HARK Cookbook: Evaluating the speech recognition

14.6.2 Evaluating the speech recognition

The next step is to evaluate the success rate of speech recognition using an evaluation script score.py. You need to run the evaluation script for each sound directions, 60, 0, and -60 degrees. Thus, run these three commands

    python score.py result.txt transcription_list1.txt 60 10
    python score.py result.txt transcription_list3.txt 0 10
    python score.py result.txt transcription_list2.txt -60 10

Each argument means that a speech recognition log, a reference data, a sound direction, and a tolerance. For example, the first line means that the recognized words from 50 to 70 degrees are evaluated by comparing the “transcription_list1.txt” to the log “result.txt”.
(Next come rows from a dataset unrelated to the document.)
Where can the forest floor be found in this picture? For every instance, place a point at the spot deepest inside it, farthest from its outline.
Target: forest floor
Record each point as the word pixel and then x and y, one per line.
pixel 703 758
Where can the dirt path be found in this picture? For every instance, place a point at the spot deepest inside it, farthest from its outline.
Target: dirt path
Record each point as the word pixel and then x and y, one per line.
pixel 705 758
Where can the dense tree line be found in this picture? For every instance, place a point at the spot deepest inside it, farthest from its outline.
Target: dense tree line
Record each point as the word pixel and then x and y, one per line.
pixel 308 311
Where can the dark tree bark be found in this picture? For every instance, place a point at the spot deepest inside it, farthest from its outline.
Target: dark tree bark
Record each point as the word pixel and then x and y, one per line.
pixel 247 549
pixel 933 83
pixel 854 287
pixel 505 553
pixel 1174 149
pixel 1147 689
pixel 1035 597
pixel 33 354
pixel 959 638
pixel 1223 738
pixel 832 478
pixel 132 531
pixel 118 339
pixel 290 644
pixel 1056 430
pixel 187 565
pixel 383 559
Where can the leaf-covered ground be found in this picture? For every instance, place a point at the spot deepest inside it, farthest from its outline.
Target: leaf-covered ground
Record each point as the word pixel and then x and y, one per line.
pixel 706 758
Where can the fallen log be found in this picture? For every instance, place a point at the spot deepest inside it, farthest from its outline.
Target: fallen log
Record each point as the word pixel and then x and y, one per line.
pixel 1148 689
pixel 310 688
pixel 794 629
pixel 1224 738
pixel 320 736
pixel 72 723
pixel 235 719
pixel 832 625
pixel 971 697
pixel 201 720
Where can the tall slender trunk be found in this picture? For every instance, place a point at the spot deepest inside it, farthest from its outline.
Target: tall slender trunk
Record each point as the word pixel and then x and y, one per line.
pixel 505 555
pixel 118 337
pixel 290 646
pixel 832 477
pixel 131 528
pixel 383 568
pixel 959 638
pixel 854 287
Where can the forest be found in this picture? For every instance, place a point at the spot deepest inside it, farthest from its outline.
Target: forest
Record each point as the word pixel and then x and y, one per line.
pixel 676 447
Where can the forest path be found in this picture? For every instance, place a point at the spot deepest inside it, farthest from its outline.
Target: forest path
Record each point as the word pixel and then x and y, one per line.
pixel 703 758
After you run the script, you will see the result like Fig. 14.35. Starting from the left, each row means that the recognition is succeed or not, recognition result, and the reference. The last line means the overall success rate. In this case, 17 utterances out of 20 utterances are successfully recognized, consequently, the success rate us 85%.

Result	Recognition	Correct
Success	"A set of fried chicken"	"A set of fried chicken"
Success	"A set of fried pork"	"A set of fried pork"
Success	"A set of baked fish"	"A set of baked fish"
Success	"Steak"	"Steak"
Fail	"A set of fried chicken"	"Matsusaka beef steak"
	(skipped)
Success	"Coffee"	"Coffee"
17 / 20 (85.0 %)

Figure 14.35: Recognition result. Note that these words are translated.

For any directions, the success rates should be from 70% to 90%. If the rate is extremely low, check if you specified the correct pair of a direction and a reference data. If the rate is still low, the separation or recognition may fail. Listen to the files in wav/ to check if the separation is succeeded, or refer to the recipes in Chapter 3.